Tuesday, January 20, 2009

Inauguration

Tonight, on American soil, I watched the 44th president of the United States take office. There had been a buzz around town all day, advertisements of special dinners with live television feeds, and several drop in visitors each with the name Obama on their lips.

This morning, over our breakfast Deutsche Welle broadcast loud and clear that the world was waiting for this president and waiting for the sun to rise in the West.

Rob and I voted early before we left Georgia, were in D.C. on election night, and I could think of no better place to be than the embassy for the celebration this evening. As most other 20s and 30 somethings our age, I voted for the hope of change, the revoking of fear, and the promise to move America forward. Politics aside, the magnitude to me of this inauguration of an American President was so much greater than I had experienced before.

As I watched CNN pan the steps of the Capitol, I thought, I’ve been there before. I sit here in Africa on this little patch of grass and I’m watching this event take place from outside the borders of my home. It felt strange to know that world so well, that place so well and be so far away in a foreign land. Here on my little patch of grass, watching on a small television outside in the cool of the day, I shared the experience with people who a few months ago were strangers, yet tonight and for the duration of our time here, people who have become our American family.

I felt the pangs of homesickness as I heard English so loud and clear and saw the faces of America bundled up in hats and scarves against winter’s chill. I saw the signal switch between crowds gathered in New York, Los Angeles, Chicago, and Memphis; America. Home.

I’ve never particularly felt American. I’ve never fully identified. I’ve often felt like we were a people without a culture, a hodge podge of immigrants. Perhaps this comes from being part of a generation which has grown up without a Great Depression, without World Wars, and without the memory of mother countries fresh in our minds. A generation that feels no ill effects from being at war and no knowledge of what it feels like to be without the freedom we enjoy or comprehend the price at which was bought.

But tonight, it felt different to be American; whether it was the romanticism of being away, the tears of homesickness welling up inside, the hope for a new era of America or a self discovery brought on by expatriate living, tonight I felt American. Being American no longer felt like an absence of culture; but a frame of mind. Not an absence of a common heritage, but the belief in a common ideal.

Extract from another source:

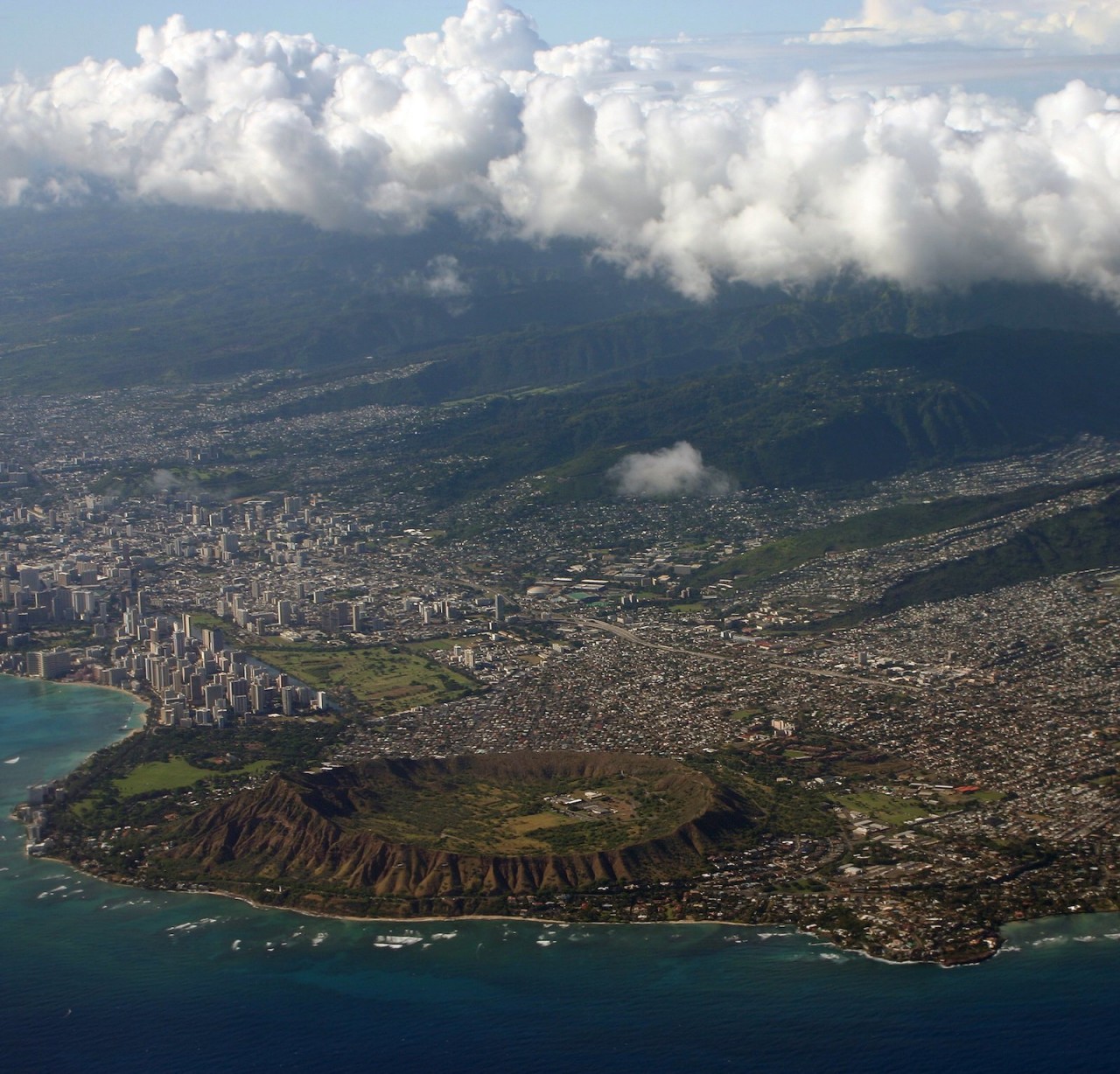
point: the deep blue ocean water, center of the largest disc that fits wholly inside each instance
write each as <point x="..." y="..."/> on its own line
<point x="95" y="977"/>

I felt that by claiming American, I was claiming a land where people believed in hard work to achieve a better life for their families and their neighbors; where people were up for the struggle of doing what’s right in their world. Listening to Obama’s speech, excitement stirred inside as I wondered what America would do next. How fast will America rise again, in technology, innovation, and as a friend to the nations? What will ‘free men and women achieve when imagination is joined to common purpose, and necessity to courage’?

It was not just to those on the Mall or to Americans scattered all over the world that Obama spoke this evening. He spoke to Rwandans as well. “To the people of poor nations, we pledge to work alongside you to make your farms flourish and let clean waters flow; to nourish starved bodies and feed hungry minds.” A Rwandese man behind me elbowed his friend’s side and excitedly whispered, “That’s Rwanda, He’s going to help Rwanda!”

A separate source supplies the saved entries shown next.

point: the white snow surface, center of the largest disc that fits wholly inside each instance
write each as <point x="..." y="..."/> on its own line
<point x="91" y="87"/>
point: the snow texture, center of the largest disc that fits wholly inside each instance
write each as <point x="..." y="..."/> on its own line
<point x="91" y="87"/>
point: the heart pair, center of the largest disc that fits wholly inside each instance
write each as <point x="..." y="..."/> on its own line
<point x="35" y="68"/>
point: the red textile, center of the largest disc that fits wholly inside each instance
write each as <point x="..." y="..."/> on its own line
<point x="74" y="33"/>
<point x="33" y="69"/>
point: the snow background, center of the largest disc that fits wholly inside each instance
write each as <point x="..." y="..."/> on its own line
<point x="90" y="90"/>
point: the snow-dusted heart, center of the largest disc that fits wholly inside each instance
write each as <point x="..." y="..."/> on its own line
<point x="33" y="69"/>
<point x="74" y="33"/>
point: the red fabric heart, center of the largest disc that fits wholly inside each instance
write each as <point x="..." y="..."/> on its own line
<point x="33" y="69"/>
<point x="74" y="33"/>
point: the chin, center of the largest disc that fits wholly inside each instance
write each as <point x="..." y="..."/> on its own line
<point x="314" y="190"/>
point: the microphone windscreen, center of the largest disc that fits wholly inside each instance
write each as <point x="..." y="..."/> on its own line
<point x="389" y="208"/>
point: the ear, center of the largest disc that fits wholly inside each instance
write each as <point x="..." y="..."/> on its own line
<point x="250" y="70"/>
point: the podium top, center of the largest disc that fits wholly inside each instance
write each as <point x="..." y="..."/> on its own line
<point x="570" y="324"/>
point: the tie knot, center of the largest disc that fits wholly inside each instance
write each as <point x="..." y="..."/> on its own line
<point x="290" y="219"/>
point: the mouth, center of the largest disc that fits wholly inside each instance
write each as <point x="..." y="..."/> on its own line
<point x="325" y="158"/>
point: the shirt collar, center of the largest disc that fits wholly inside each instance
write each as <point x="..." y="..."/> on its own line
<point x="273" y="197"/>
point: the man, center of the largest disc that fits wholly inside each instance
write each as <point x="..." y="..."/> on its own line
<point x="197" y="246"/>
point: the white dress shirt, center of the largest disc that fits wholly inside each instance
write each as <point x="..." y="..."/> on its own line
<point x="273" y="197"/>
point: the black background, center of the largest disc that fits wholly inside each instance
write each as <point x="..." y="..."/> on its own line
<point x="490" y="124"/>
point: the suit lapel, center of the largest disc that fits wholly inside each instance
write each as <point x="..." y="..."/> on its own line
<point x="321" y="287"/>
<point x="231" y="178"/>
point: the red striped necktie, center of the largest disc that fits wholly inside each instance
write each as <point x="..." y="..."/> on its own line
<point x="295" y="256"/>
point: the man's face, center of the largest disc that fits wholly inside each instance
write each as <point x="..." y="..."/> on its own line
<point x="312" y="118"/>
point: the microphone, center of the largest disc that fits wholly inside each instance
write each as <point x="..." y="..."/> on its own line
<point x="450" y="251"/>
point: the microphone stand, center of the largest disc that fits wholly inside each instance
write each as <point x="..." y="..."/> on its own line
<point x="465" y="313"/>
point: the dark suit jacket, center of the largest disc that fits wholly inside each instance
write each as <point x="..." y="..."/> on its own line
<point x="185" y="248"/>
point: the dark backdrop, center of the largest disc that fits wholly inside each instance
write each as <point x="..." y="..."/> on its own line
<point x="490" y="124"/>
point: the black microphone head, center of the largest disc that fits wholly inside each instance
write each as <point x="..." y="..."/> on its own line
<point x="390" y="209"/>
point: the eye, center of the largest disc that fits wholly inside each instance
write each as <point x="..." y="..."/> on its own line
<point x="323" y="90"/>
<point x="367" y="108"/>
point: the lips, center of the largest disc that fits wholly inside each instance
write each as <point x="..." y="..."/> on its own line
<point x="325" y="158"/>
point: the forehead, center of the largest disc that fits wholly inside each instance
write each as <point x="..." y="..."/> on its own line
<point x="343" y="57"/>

As the evening concluded, I reflected on this amazing feat of a peaceful transfer of power; I sat quietly and in awe. On a continent where the transition of power is rare, if ever peaceful, I thought how amazing it is that our leaders voluntarily hand over power to the newly elected. It’s not even a question. What a gift that is to its citizens.

1 comment:

  1. Danielle,
    You have such a marvelous gift in expressing your thoughts and the depth of your insight. Your Inauguration blog brought me to tears.